The Weirdest People In History Who Were Too Strange To Learn About In School
An ancient Chinese Emperor who liked to party naked in his lake of wine. A French soldier from the 18th-century who feasted on stray cats. An English occultist known as “The Wickedest Man in the World.” Why were we never taught about these intriguing characters in history class, you ask? Perhaps they were too scary or just too plain weird — or maybe people would rather pretend they never existed. Whatever the reasons, we’re here to deliver the strange, strange truth.
1. Zhu Houzhao
This, let’s call him eccentric, man was the Emperor of the Ming Dynasty between 1505 and 1521. To say he indulged in some strange hobbies would putting in lightly. For one thing, he liked to keep exotic animals like leopards and tigers at his palace. More worryingly, though, he liked to keep women there; at one point he kept such an enormous harem of women at his palace that some of them starved and died due to sheer lack of available food and water.
Also, this guy liked to go out alone and hunt tigers; he once couldn’t turn up to court for an entire month because he’d been mauled so brutally. Oh, and he once burned down the palace because he didn’t see any problem storing gunpowder there during the traditional Chinese lantern festival. Zhu Houzhao eventually died after drunkenly toppling off a boat into a river. Perhaps thankfully, he left behind no sons to be his heir.
2. Elizabeth Bathory
Hungarian royal Elizabeth Bathory has gone down in history as the “Blood Countess.” This nickname stuck because she was believed to have bathed in the blood of the many young women she killed, thinking it would keep her looking youthful. Some have accused the 17th-century noblewoman of being a vampire, a serial killer, and even an occultist in league with the Devil!

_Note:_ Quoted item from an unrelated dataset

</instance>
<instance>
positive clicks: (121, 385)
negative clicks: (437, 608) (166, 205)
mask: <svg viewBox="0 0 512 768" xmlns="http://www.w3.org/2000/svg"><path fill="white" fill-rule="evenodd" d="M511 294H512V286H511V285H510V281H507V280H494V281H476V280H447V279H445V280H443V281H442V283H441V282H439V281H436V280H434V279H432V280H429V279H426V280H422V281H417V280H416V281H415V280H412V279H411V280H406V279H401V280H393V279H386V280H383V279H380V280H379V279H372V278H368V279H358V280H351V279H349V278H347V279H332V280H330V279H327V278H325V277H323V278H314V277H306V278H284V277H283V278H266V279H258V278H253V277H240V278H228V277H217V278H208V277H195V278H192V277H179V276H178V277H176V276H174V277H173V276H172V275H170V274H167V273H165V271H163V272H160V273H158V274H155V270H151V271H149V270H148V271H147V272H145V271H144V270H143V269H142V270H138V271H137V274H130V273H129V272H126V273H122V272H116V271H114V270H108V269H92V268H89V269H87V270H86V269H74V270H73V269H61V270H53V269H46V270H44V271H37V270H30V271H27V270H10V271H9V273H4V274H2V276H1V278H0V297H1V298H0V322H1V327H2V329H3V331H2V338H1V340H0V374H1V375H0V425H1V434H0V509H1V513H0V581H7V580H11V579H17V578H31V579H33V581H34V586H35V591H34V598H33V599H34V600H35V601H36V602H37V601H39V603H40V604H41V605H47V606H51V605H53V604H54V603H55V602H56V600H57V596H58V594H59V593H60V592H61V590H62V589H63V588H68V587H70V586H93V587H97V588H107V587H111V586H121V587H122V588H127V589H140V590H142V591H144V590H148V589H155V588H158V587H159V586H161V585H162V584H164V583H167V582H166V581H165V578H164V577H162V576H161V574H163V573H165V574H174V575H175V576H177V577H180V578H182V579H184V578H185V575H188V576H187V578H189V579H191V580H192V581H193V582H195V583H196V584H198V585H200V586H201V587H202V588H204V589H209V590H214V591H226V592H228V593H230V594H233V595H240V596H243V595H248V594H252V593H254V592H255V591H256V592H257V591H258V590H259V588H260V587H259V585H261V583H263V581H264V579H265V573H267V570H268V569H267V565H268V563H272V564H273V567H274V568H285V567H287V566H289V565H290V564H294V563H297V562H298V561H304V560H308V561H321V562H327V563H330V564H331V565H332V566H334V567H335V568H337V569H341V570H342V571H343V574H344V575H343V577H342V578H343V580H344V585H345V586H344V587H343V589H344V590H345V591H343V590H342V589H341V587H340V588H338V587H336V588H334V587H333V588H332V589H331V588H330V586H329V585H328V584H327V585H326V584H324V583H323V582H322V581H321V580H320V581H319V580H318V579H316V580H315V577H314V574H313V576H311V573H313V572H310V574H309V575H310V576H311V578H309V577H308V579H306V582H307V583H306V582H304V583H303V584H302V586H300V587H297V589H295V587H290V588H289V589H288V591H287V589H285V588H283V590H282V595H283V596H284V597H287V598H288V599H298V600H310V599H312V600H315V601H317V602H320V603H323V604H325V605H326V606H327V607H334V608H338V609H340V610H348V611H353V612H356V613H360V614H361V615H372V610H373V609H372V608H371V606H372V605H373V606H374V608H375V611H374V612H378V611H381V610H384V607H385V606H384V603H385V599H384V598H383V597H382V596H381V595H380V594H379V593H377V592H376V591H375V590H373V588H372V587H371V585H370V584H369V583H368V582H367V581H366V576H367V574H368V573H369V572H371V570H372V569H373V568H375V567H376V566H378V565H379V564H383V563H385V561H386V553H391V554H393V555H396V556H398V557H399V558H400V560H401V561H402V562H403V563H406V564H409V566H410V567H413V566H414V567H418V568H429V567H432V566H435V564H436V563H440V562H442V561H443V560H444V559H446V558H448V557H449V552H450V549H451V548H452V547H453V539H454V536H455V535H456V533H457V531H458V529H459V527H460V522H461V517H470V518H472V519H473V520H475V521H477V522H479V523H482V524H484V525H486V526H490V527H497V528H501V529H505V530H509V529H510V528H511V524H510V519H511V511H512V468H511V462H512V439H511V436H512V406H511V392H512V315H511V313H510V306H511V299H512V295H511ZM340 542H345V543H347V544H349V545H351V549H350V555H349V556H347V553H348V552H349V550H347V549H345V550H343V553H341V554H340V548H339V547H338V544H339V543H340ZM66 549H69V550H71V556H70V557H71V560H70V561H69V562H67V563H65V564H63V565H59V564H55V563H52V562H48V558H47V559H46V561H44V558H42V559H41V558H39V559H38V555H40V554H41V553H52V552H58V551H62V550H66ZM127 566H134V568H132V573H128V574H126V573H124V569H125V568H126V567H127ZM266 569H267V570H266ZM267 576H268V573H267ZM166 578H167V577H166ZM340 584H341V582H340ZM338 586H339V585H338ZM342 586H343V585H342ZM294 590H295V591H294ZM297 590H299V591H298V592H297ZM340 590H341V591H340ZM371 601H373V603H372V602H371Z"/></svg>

It’s a macabre, fascinating story for sure, but these days some historians believe she may have simply had her reputation ruined by King Mathias II, who owed her a debt and couldn’t or didn’t want to repay it.
3. Adam Rainer
Adam Rainer’s story is fascinating: he was officially designated both a dwarf and a giant in his lifetime. You see, in 1917 the young Austrian was conscripted into the army, but at only 4 feet 6 inches tall, he was deemed too small to be a soldier. However, in 1920 something strange began happening to the 21-year-old.
Rainer started to grow. A lot. Over the course of the next decade, he grew to a height of over 7 feet tall. This is when doctors figured out that he had a tumor on his pituitary gland, which caused excessive amounts of growth hormone to be produced, a condition known as acromegaly.
4. Lord Byron
Condensing all of Lord Byron’s weirdness into a few lines would be practically impossible, so we’ll just concentrate on one aspect of the famed poet’s eccentricities. While enrolled at Cambridge University, he was told his beloved bulldog Smut couldn’t live with him, as dogs were banned on campus.
Infuriated, Byron bought a tame bear — as there were no actual rules against this — and would take it on walks around the grounds. Naturally, fellow students were terrified at the sight of him walking a bear on a chain, and this absolutely delighted him. Hell, he even attempted to enroll the bear as a student!